Important film
de science-fiction des années 2000, Matrix
(ainsi que ses deux suites, qui, si elles cherchent à boucler la boucle, sont nettement
moins réussies) a beaucoup marqué à la fois les spectateurs mais aussi les
critiques, puisque le film a soulevé nombre d’exégèses. Il faut dire que l’idée
de départ est excellente avec cette idée de matrice qui construit une illusion
dans laquelle les hommes baignent. Le film semble une expression de l’idée
beaudrillardienne du simulacre, comme quoi tout n’est pas ce qui semble être et
que l’essentiel, c’est-à-dire la réalité de ce qui est sous les choses, n’est
pas montré. Ce qui nous est montré n’est qu’un leurre. Le livre Simulacres et stimulation, de Jean
Beaudrillard est d’ailleurs clairement cité.
Le film est
alors une version imagée de l’allégorie de la Caverne de Platon, où s’opposent
le monde tel que nous le voyons, qui est illusoire, et le monde intelligible que
seuls les initiés peuvent connaître. Le monde que
nous connaissons n’est qu’une illusion nous disent alors les frères Wachowski.
Le film va même
plus loin puisqu’on peut poser la question des rebelles (réunis autour de
Morpheus et de Néo) qui viennent combattre la Matrice : ils ne sont sans
doute qu’une émanation de la matrice elle-même, un bug informatique si l’on
veut, qui consiste à donner aux hommes l’illusion qu’un changement est
possible, leur donner l’illusion qu’il est possible de s’échapper.
On retrouve
alors l’idée que la révolution dont Néo est porteur n’est pas un réel changement
mais qu’elle est au contraire nécessaire pour garder l’ensemble du système en
équilibre. On retrouve là une idée classique selon laquelle la révolution n’est
qu’une illusion de changement (la BD S.O.S.

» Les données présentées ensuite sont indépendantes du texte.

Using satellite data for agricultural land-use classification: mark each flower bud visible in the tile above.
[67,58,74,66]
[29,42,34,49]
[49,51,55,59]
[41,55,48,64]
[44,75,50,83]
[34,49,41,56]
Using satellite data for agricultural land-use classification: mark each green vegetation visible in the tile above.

Bonheur l’exprime par exemple très bien).
Le film joue sur
d’autres aspects philosophiques, notamment l’existentialisme, abordé par la
question du choix individuel. L’univers de la matrice se devant d'être réaliste pour continuer de donner aux hommes l’illusion du choix. La
Dialectique du maître et de l’esclave de Hegel, trouve une résonance au
travers des machines qui maintiennent les hommes endormis mais qui se doivent,
par moments, de leur laisser des illusions pour ne pas qu’ils s’éveillent et
pour qu’ils continuent d’accepter l’illusion de la Matrice.
On s'arrêtera peut-être un instant sur le traître, qui voudrait ne pas connaître la réalité et préférerait vivre dans l'illusion, sans une question, regrettant de n'être pas un simple d'esprit (« Heureux les simples d’esprit »).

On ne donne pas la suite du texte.